The 16-space Bella Centre unit will focus on “custody in the community” and women there will be supported to live independently and develop a range of life skills.
The building, which will open on August 1, has no bars on the windows and no barbed wire or high walls and was designed to blend into the surrounding area.
Community Safety Minister Ash Regan, who toured the facility on Thursday, said it marks a “step change” in the way Scotland supports women in custody.
The centre’s completion is part of a wider £600 million plan to improve Scotland’s custodial estate.
The Bella Centre will have a sister centre in Glasgow and work is progressing on a replacement for HMP YOI Cornton Vale near Stirling, the national facility for female offenders.
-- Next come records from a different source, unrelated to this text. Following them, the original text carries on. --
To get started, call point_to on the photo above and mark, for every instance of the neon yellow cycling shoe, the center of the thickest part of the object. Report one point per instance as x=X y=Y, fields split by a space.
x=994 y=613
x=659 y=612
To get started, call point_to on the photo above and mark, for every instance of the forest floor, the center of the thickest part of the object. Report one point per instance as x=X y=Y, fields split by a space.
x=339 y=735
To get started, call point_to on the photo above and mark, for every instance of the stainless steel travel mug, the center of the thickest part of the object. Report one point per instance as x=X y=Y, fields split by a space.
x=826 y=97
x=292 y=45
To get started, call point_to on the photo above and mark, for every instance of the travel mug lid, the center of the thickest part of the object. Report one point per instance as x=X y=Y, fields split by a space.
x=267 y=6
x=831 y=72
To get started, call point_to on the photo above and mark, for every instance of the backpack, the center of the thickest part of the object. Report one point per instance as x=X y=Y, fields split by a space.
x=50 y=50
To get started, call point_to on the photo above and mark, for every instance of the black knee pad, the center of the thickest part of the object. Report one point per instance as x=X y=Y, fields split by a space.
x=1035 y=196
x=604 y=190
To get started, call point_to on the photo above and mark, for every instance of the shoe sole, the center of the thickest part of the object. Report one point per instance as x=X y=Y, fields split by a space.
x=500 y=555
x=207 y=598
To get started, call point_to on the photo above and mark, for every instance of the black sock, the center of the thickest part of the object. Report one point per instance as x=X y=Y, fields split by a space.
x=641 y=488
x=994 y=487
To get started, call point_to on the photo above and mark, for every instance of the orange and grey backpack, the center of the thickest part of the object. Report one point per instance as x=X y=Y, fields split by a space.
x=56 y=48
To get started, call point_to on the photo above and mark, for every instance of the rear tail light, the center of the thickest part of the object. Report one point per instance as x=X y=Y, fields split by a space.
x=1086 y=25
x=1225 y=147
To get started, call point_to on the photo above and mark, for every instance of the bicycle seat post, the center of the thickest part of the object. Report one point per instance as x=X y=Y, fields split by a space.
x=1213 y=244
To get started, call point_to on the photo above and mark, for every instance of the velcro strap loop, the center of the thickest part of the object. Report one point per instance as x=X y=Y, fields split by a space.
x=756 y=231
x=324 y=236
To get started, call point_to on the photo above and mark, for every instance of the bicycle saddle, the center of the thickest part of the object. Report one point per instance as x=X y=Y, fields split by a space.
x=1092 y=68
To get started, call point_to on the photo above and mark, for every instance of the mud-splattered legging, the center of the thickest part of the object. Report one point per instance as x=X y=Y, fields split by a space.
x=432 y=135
Currently, most female offenders are detained at Cornton Vale, HMP YOI Polmont, Gateside prison in Greenock and Edinburgh’s Saughton Prison.
Cornton Vale has been pencilled-in for replacement for more than a decade due to changes in the way women inmates are treated and the crumbling fabric of its buildings.
Ms Regan said: “The Bella Centre marks a step change in the way Scotland supports women in custody, and is the first facility of its kind in the UK.
“It takes a gender-specific and trauma-informed approach to better prepare women for re-integration back into their communities.
“Enhanced access to the community will enable women to retain family ties while allowing supportive partnerships in the locality to flourish. This visionary new centre has been specifically designed to better prepare women for release and to reduce reoffending.
“It relies heavily on collaboration with and between a wide range of partners, enabling a multi-disciplinary approach that will serve the rehabilitative needs of women, supporting them to reintegrate back into their communities.”
The facility has shared house-style accommodation with communal living spaces downstairs and individual bedrooms upstairs.
Women will be supported to develop life skills by taking responsibility for their own personal care, laundry and housekeeping.
There is also a Community Hub where women can meet with visitors and access a range of activities and local services which will help them to develop the skills and support networks necessary for successful reintegration into the community.
The Scottish Prison Service (SPS) said every woman allocated to a community custody unit will have undergone a “robust” risk and needs assessment process.
SPS said: “The units will accommodate women of mixed custodial sentence lengths and women will, following appropriate risk assessments, have the opportunity to access the community.
“Living in the CCUs will enable these women to foster stronger and closer links within the appropriate community support agencies they will be working with prior to release.”